Because the piece is “fiendishly difficult in almost unnecessary ways,” Nelson explains with a wicked chuckle, he knew that Burrs had the talent and sharp brain required for the role.

The prince is cruel without explanation. Despite that, 40-something Nelson admits to relating to the opera’s prince: “In midlife, you reflect on your mistakes. At least for now that’s how I feel. I might have felt different earlier and it could change later on.”

Nelson lived in India for nine months, backpacking and studying in different places, absorbing different musical styles and playing pieces as varied and complex as any Western music.

And while based in D.C., IN Series performs in both Washington and Baltimore using various borrowed venues. “The Song of Sakuntala” is playing at both the Atlas Performing Center in D.C. (6/6-6/14) and Baltimore’s beloved Baltimore Theatre Project (6/19-6/21) with its terrific acoustics.

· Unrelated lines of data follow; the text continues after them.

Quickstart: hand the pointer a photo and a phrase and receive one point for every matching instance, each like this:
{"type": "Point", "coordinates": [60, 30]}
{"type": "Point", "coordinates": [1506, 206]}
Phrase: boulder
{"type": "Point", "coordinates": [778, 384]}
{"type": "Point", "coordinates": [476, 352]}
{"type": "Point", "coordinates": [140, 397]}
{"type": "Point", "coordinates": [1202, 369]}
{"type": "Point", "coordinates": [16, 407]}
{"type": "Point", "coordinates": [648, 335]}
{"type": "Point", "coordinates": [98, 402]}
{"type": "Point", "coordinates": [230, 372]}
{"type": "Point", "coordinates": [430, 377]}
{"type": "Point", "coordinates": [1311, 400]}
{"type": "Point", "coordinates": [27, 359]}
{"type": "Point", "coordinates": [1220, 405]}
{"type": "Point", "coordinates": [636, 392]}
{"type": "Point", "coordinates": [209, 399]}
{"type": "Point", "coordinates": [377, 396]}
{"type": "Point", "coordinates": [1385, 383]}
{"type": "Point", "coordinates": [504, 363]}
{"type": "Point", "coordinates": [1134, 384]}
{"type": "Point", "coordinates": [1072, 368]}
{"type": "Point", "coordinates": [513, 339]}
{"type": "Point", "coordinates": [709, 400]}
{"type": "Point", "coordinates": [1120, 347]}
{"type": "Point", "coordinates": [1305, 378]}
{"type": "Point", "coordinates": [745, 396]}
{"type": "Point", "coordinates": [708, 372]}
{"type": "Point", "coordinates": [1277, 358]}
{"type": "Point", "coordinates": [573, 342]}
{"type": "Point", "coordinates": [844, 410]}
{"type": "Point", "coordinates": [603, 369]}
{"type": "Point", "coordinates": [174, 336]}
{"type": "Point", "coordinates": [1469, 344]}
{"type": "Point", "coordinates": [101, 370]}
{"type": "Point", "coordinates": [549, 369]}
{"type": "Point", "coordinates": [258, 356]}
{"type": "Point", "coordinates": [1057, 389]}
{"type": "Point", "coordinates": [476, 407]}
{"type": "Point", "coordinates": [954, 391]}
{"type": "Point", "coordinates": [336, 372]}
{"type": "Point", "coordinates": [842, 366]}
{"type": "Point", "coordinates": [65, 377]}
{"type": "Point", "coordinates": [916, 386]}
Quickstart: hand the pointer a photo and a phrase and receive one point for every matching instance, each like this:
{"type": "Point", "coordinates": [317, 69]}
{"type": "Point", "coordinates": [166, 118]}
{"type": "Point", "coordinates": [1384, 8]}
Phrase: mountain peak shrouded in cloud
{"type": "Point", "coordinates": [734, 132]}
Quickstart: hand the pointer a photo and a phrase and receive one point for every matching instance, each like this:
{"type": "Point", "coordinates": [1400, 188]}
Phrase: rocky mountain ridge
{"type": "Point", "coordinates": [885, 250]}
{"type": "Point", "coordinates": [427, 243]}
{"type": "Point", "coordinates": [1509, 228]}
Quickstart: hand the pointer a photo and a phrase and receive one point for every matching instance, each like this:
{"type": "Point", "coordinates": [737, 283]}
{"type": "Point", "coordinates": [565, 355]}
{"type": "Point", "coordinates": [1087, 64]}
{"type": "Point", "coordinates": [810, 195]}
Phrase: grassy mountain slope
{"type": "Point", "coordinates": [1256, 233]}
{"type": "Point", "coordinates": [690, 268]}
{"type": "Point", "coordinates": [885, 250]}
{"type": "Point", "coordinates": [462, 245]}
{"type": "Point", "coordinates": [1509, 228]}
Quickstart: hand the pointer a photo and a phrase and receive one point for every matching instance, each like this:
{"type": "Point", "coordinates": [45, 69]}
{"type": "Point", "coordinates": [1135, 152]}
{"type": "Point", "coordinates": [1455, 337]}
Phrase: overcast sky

In a past conversation, Nelson who lives in Adams Morgan, shared that all audiences bring something specific to the table. Baltimore tends to attract more risk taking while D.C. audiences often lean into the intellectual side of what the company does.

At the helm of IN Series for eight years, Nelson has relished reimagining opera and musical theater, but only recently did he decide to program his latest work. The way in which “The Song of Sakuntala” blends Western and non-Western music is very much a part of the IN Series music brand, so it seemed the perfect selection to close the season.

“I do this humbly with great hesitancy. And I know it feels a little unseemly to cheer on your own work, but I will say, it’s a piece that is successful in sitting in both places (Western and South Asia) and the Indian musicians on board are responding to it.”